Do we really need to find our passion? Or, even a passion at all? Is this a requirement for happiness as much of the world is telling us?
If we’re supposed to have a passion and we don’t feel as if we do, does that mean we are a failure? Does it mean anything? (While I’m at it, is “meaning” really all that important?)
I say be passionate about the thing or things that fuel you passionate bones at the time. Be where you are and do that thing really well…be that person at a high level.
When we take a deep breath and work to be our best current selves I believe we make ourselves and others better without even trying to be something or someone in the future.
If you are currently dissatisfied, what’s the downside to making changes?
There are a lot of reasons why we don’t change. Mostly they have to do with fear.
We fear losing standing or losing face if we admit weakness, and change is seen as admitting weakness, a fact that makes no sense yet consumes us in many areas. What if we change and lose a game? On the way to improvement we may be seen as “less than”, somehow.
But, if you’re currently not happy with the situation, you are already “less than” a future you may be able to create.
Why not make a change?
What if you did the work to know what was truly important to you?
What if you saw all of your actions thru a lens of the values you believe deeply in? What if you really knew what those were?
What if you worked hard to really value the impact of your actions based upon higher values that winning and losing? It might work.
Keep doing, and work harder on being.
“Learning from the past” should not be a random thing. We should have a planning process, make and execute plans and look at them after they are executed. Ask, “What worked?”, and do more of that and less of what didn’t work.
When someone says they learned their lesson, it’s often simply because a thing didn’t work out, and not often enough because we took the time to review our plans and our actions.
Take time more often to learn–the good and the bad–intentionally.
One of the conversations that has stuck with me for over ten years…
“Coach, I figured something out,” she said one April morning. “I’m so used to coaches being the one who yelled at us and made us run, I never thought of them as being on the same team as us.”

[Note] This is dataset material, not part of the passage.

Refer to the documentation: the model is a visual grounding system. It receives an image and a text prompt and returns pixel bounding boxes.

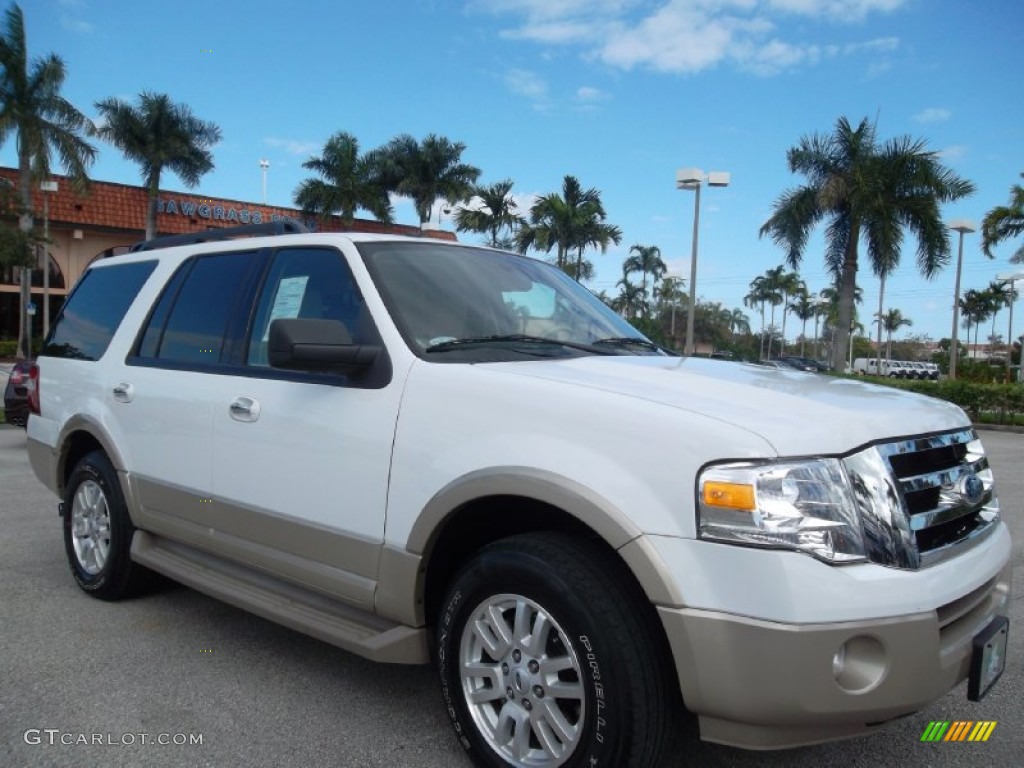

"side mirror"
[267,318,381,376]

She was shocked when she felt support from her college coach.
It’s doubtful that all of her coaches before that were “against” her and her teammates, or that yelling was the top activity.
Yet, she FELT that way…the prevailing FEELING about coaches was of being criticized, “yelled at”, even if voices weren’t raised, and of being on the other side.

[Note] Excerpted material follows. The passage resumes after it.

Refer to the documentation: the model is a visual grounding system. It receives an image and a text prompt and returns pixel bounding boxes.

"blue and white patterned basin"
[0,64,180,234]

Recognize how people feel in your presence. Your words may not be as important as you think.
When something goes wrong we often ask a version of this question: “why did they do that?”
This speaks to intention, that the person planned to screw it up, the “why?” implying that they wanted to make a bad decision. Of course, sabotage might be in play, but usually it’s a given that the person was not motivated to do things poorly.

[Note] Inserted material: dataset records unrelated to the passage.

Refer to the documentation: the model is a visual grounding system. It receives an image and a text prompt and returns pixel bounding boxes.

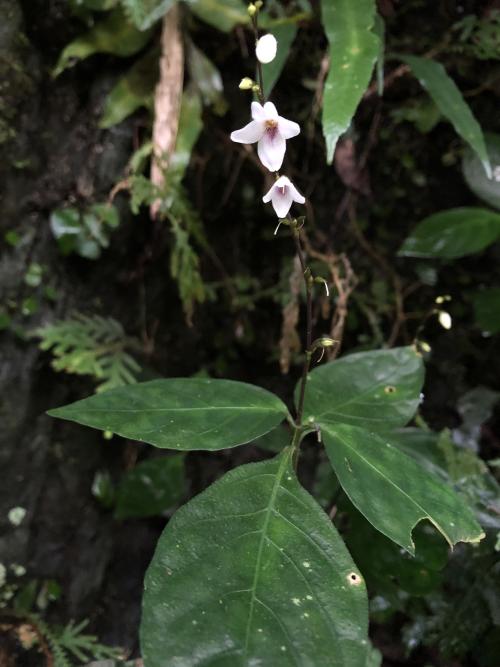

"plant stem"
[292,228,312,426]
[252,13,266,104]
[252,13,313,434]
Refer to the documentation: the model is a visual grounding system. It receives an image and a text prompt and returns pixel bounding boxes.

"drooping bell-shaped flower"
[231,102,300,171]
[262,176,306,218]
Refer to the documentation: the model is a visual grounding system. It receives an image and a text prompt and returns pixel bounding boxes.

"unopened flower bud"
[314,276,330,296]
[239,76,255,90]
[436,294,451,304]
[438,310,452,329]
[318,336,337,347]
[255,34,278,64]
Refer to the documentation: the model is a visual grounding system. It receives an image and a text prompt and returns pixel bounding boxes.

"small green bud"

Errors of all kinds come from a lot of angles. Typically, lack of focus or attention to detail, lack of skill, or poor preparation.
Coaches should understand this and teach focus in addition to skill and strategy, and look to ourselves to ask how we can better prepare our people.
There is no such thing as “not doing anything wrong” on a team or at work. If someone is saying that, they’re probably doing something wrong.
If you are not giving, you are taking away. Energy is a zero sum game.
When you answer, “it’s going”, or “as good as can be expected,” when asked how you are, you are violating the No Neutral rule.
Be mindful of your projected energy.